4.2. La Corte d’appello, pur partendo dalle esposte premesse, non ne ha fatto corretta applicazione. E difatti, al fine di ritenere la natura ingiuriosa e vessatoria del licenziamento, ha valorizzato circostanze che attengono piuttosto alla sua illegittimita’: l’utilizzo della lavoratrice presso il datore di lavoro precedente ed anche le rassicurazioni date circa l’insussistenza di esuberi riguardano infatti le modalita’ ed effettivita’ della realizzata cessione di ramo d’azienda e la realta’ organizzativa nella quale il licenziamento si e’ inserto, caratterizzate da nebulosita’ della situazione di fatto e della politica societaria. Tutto quanto cosi’ accertato, sulla scorta delle deduzioni formulate dalla parte appellante principale, non configura quindi un atteggiamento vessatorio od ingiurioso realizzato nei confronti della lavoratrice in concomitanza con il licenziamento, con lesione della sua dignita’ personale, ma fornisce elementi che ne comprovano l’illegittimita’, che difatti e’ stata ritenuta per difetto della sussistenza di una giustificato motivo oggettivo sopravvenuto alla cessione.
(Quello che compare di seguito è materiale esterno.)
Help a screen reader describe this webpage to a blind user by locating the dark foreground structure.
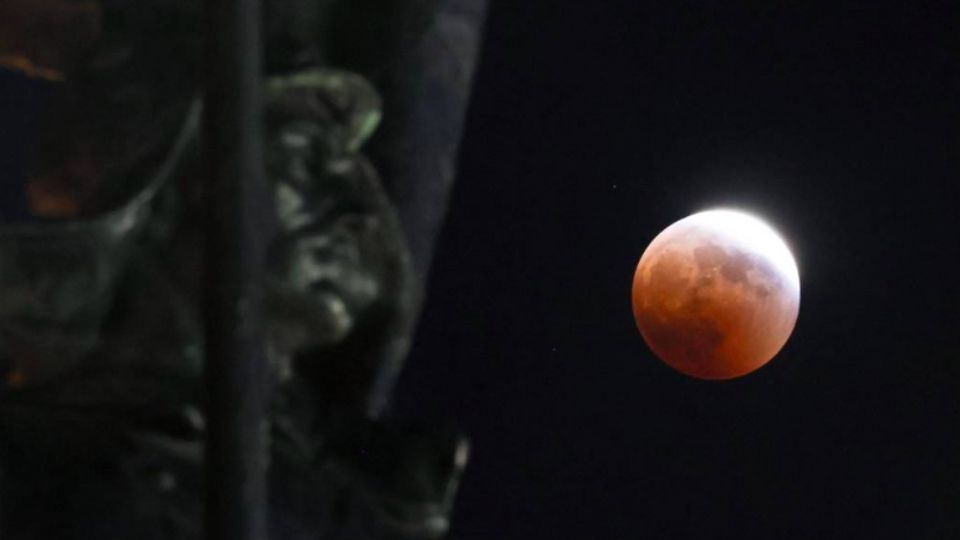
[0,0,485,540]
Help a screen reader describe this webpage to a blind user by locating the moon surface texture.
[632,209,800,379]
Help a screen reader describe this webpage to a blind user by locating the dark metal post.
[204,0,272,540]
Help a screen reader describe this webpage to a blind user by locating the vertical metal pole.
[204,0,272,540]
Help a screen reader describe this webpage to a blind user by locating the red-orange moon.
[632,210,800,379]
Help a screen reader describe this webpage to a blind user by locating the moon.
[632,209,800,380]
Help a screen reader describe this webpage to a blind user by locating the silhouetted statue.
[0,0,482,540]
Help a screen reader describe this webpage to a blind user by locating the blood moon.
[632,209,800,379]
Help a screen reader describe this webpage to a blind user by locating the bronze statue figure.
[0,0,482,540]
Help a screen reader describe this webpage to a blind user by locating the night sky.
[398,0,960,540]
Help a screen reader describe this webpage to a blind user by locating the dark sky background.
[399,0,960,540]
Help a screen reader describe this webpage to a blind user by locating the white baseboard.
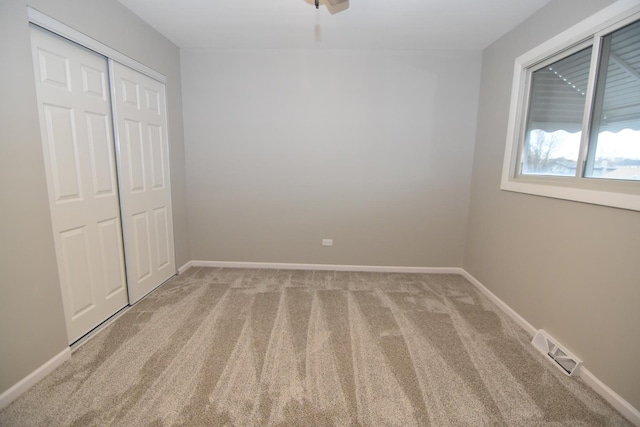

3.4. Neppure sorregge il ragionamento della Corte territoriale l’esito della consulenza tecnica disposta in grado d’appello. La stessa Corte ha infatti disatteso le valutazioni dell’ausiliare laddove individuavano una condotta mobbizzante nei confronti della lavoratrice realizzata dalla societa’ cedente, a carico della quale non e’ stata individuata alcuna responsabilita’; quanto al periodo successivo alla cessione, le argomentazioni della consulenza valorizzate dalla Corte d’appello forniscono contezza della situazione di ansia determinata nella lavoratrice dalle vicende societarie, che ha trovato l’apice al momento del licenziamento, ma non attribuiscono la causa o concausa della malattia a dati e circostanze di fatto che attribuiscano al licenziamento intimato dalla cessionaria il carattere di ingiuriosita’ o vessatorieta’.
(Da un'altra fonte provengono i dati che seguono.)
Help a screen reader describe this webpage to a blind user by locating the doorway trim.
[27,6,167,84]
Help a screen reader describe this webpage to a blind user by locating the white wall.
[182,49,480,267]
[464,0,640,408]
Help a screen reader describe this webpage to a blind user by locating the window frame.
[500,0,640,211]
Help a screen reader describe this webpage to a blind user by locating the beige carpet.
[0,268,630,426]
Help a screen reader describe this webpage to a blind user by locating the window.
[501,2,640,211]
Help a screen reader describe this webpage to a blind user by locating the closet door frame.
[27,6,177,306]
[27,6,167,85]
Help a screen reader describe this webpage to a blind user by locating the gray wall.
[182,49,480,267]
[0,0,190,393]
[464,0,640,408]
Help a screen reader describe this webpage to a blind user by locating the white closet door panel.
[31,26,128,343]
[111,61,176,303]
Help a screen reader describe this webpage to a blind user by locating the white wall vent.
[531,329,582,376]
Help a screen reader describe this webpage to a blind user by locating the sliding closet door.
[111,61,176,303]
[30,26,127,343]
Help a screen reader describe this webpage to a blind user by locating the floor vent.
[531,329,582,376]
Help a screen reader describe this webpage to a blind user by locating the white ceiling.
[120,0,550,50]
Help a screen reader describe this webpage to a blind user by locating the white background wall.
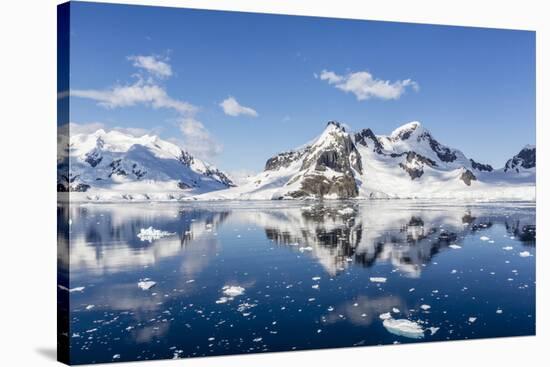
[0,0,550,367]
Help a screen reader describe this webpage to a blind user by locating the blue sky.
[70,2,535,171]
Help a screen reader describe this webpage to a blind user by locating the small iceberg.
[222,285,245,297]
[370,277,387,283]
[382,318,426,339]
[137,227,175,243]
[138,279,157,291]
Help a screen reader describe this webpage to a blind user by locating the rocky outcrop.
[504,145,537,172]
[470,158,493,172]
[460,169,477,186]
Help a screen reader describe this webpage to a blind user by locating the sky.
[70,2,536,173]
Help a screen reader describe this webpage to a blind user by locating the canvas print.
[57,2,536,364]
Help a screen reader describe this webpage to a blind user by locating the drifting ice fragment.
[222,285,244,297]
[138,227,175,243]
[370,277,387,283]
[138,280,157,291]
[382,318,426,339]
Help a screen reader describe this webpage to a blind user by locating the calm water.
[59,201,536,363]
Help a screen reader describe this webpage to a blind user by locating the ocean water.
[58,200,536,364]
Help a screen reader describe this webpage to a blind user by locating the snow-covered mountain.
[57,129,234,200]
[194,121,536,200]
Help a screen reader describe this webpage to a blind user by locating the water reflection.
[58,201,536,363]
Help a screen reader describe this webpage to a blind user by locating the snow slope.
[58,129,234,201]
[193,121,536,200]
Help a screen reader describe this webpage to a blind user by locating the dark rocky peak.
[504,145,537,172]
[390,121,426,141]
[327,120,346,132]
[460,168,477,186]
[178,149,195,167]
[470,159,493,172]
[264,147,309,171]
[355,129,383,154]
[430,132,456,162]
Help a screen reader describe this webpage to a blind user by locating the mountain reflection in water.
[58,200,536,363]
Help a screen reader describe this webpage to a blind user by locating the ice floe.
[370,277,387,283]
[138,279,157,291]
[137,227,175,243]
[222,285,245,297]
[382,318,426,339]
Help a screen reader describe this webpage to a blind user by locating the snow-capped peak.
[390,121,428,140]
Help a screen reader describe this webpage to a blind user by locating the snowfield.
[58,121,536,201]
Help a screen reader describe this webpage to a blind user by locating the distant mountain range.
[58,121,536,200]
[57,130,234,200]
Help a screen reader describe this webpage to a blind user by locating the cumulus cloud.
[69,122,161,137]
[128,55,172,78]
[220,97,258,117]
[70,56,224,159]
[179,117,223,158]
[71,79,197,114]
[315,70,419,101]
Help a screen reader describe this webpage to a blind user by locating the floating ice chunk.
[370,277,387,283]
[138,280,157,291]
[382,318,424,339]
[216,297,229,304]
[338,208,355,215]
[57,285,86,293]
[222,285,244,297]
[137,227,175,243]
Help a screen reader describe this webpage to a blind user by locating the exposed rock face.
[504,145,537,172]
[470,158,493,172]
[292,121,363,198]
[264,148,307,171]
[460,169,477,186]
[425,133,462,162]
[355,129,384,154]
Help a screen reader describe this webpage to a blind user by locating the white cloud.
[220,97,258,117]
[69,122,161,137]
[179,117,223,159]
[316,70,419,101]
[128,55,172,78]
[71,79,197,114]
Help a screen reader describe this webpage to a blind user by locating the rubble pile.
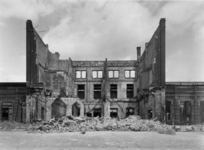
[27,116,173,133]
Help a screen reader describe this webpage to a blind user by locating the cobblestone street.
[0,131,204,150]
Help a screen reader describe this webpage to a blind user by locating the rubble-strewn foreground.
[0,116,204,135]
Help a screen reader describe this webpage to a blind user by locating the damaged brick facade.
[0,19,204,124]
4. Per i motivi esposti, il ricorso dev’essere accolto e la sentenza della Corte d’appello cassata. Non essendo necessari ulteriori accertamenti di fatto, in considerazione della completezza della disamina della situazione fattuale operata dalla Corte territoriale, cui neppure la difesa intimata ha aggiunto elementi sotto tale profilo significativi, la causa puo’ essere decisa nel merito ex articolo 384 c.p.c., comma 2, con il rigetto della domanda proposta dalla lavoratrice avente ad oggetto il risarcimento dei danni biologico, patrimoniale e non patrimoniale ulteriori rispetto a quelli derivanti dall’illegittimita’ del licenziamento.
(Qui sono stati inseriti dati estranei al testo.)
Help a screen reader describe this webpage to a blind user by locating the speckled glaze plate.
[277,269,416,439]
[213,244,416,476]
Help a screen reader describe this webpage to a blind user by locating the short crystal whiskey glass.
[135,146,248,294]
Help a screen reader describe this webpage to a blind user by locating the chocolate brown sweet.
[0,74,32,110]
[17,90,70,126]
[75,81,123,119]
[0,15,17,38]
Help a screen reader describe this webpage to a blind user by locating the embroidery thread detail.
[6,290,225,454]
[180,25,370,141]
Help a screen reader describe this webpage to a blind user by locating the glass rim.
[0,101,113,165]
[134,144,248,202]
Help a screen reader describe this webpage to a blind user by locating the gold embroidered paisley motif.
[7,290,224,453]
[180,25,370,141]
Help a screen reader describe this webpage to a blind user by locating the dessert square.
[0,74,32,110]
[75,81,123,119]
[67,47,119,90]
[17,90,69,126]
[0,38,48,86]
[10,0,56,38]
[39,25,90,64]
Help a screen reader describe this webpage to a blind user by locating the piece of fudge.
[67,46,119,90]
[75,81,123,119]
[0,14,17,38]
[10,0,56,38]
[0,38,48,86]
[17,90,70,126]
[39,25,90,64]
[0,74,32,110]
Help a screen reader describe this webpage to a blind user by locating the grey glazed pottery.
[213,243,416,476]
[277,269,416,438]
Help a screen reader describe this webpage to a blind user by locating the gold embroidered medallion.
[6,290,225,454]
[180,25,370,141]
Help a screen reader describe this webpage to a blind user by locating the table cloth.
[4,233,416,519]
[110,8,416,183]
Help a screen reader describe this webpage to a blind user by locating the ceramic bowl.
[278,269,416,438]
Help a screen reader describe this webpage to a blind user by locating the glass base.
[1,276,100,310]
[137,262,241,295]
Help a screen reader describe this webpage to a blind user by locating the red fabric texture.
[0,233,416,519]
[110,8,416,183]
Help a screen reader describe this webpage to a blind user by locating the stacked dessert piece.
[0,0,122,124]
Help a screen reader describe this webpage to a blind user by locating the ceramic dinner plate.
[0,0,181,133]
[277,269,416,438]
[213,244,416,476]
5. L’alterno esito del giudizio di merito sulla questione esaminata determina la compensazione tra le parti delle spese dell’intero processo.

P.Q.M.

La Corte accoglie il ricorso. Cassa la sentenza impugnata e, decidendo nel merito, rigetta la domanda proposta da (OMISSIS) avente ad oggetto il risarcimento dei danni biologico, patrimoniale e non patrimoniale ulteriori rispetto a quelli derivanti dall’illegittimita’ del licenziamento. Compensa tra le parti le spese dell’intero processo.